17 Gennaio 2021
La stragrande maggioranza degli iscritti al Pci rimase disciplinatamente al suo posto, pervadendo progressivamente i gangli vitali della società
di Andrea Rossi
Dall’inizio degli anni ’50 la doppiezza del PCI passò da scelta tattica ad elemento strategico. L’immagine pubblica del partito di Togliatti era quella di un movimento popolare in cui le migliori energie intellettuali e politiche agivano al fine di tutelare gli interessi delle classi più disagiate favorendo il progresso della nazione e contrastando il bigottismo reazionario della Democrazia Cristiana.
Si trattava ovviamente di disinformazione e pura propaganda: il PCI era inserito in modo organico nel sistema dei partiti comunisti che facevano capo all’Unione sovietica, e seguiva precise direttive che arrivavano direttamente dal gruppo dirigente staliniano, almeno fino alla morte del dittatore, avvenuta nel 1953.
Il periodo in cui le redini del partito, a Mosca, passarono a Nikita Kruscev, non presentò particolari discontinuità con il passato e le parole d’ordine rimasero le stesse: i nemici del proletariato erano gli USA (e i loro vassalli italiani) e i protettori della pace e della libertà, paradossalmente, erano i sovietici.
La sanguinosa soppressione della rivolta di Budapest del 1956 aprì gli occhi a molti attivisti e intellettuali, e in diversi si allontanarono dal partito, per non più rientrarvi. In ogni caso furono la punta dell’iceberg del marxismo nel nostro paese. La stragrande maggioranza degli iscritti rimase disciplinatamente al suo posto, pervadendo progressivamente i gangli vitali della società: educazione, sport, cultura, arte, cinema, sindacato, associazionismo, e purtroppo anche parte del mondo cattolico.

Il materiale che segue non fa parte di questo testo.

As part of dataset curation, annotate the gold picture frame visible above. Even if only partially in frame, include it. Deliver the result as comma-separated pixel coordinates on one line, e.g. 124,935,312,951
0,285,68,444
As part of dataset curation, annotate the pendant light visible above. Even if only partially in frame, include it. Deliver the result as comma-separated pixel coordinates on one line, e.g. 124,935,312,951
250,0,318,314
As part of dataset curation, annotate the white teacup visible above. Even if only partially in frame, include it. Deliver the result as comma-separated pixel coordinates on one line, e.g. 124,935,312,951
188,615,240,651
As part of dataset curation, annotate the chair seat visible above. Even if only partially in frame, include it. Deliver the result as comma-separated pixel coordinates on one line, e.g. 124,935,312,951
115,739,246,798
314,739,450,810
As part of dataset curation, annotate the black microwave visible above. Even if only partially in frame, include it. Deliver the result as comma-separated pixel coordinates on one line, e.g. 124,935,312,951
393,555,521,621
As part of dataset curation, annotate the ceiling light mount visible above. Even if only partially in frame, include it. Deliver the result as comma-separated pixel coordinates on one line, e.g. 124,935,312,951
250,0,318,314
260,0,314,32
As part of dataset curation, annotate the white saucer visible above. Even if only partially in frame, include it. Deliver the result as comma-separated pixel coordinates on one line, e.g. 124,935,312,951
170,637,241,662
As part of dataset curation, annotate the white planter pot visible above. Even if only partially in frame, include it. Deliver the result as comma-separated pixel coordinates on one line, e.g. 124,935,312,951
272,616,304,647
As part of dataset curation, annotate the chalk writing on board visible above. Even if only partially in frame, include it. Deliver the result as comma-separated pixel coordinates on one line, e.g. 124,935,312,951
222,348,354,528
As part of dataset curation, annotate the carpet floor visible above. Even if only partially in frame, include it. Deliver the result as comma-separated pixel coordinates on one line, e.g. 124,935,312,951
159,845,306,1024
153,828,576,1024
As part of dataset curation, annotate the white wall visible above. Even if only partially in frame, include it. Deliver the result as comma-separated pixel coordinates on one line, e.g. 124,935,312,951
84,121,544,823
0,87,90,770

Probabilmente nessuno di questi soggetti immaginava la quantità di fondi economici che giungevano dall’URSS a sostegno delle attività del partito comunista in Italia, e come il PCI non avesse mai pensato di smantellare definitivamente la propria struttura clandestina, che rimase in essere fino ai primi anni ‘80.
Nonostante il movimento del “68” fosse assai critico verso il partito, e i fatti di Praga del 1969 ponessero in pessima luce il sistema sovietico, gli anni ’70 e la segreteria di Enrico Berlinguer rappresentarono l’apice del consenso del PCI in Italia.
In un paese in grave crisi economica, e attraversato da terrorismi di opposta matrice, il partito rappresentò le istanze del femminismo e del laicismo radicale, impiegando ogni energia per le battaglie politiche a favore di divorzio e aborto. Meno efficace fu il contrasto delle derive estremiste a sinistra: non si volle capire che le Brigate rosse non erano provocatori fascisti ma elementi dell’album di famiglia del PCI, secondo le parole della giornalista Rossana Rossanda.
Inutile sottolineare come solo la tragedia dell’omicidio di Aldo Moro aprì gli occhi anche agli scettici sulle venature omicide della cultura marxista. Gli anni ’80 segnarono il progressivo declino del partito, le cui tesi apparivano superate dalla realtà di un mondo in cui il modello occidentale era ormai fuori discussione.
l pontificato del santo Giovanni Paolo II segnò il collasso del sistema dittatoriale marxista in tutto l’est europeo e al crollo del muro di Berlino nel 1989. l’Urss collassò 1991, anno dello scioglimento del PCI, che si disperse successivamente in una galassia di sigle, fra le quali ha avuto ruolo dominante il PDS (poi DS e infine PD).
Chiusi i rubinetti finanziari dall’est europeo, esaurita ogni funzione rivoluzionaria, il post marxismo nel nostro paese ha perso molta parte della propria originalità propagandistica, allineandosi alle istanze laiciste degli altri partiti socialisti europei, ma continuando a godere di invidiabili posizioni di prevalenza ideologica in ambiti strategici del paese, come magistratura, scuola e cultura, tuttora condizionate da quel retaggio culturale.
La conoscenza di cosa fu realmente il comunismo, e di quanto abbia contribuito a condizionare la vita del paese, dovrebbe fare riflettere molti di coloro che anche oggi subiscono il fascino di quelle ideologie omicide.
Perché tali furono, senza possibilità di revisione storica.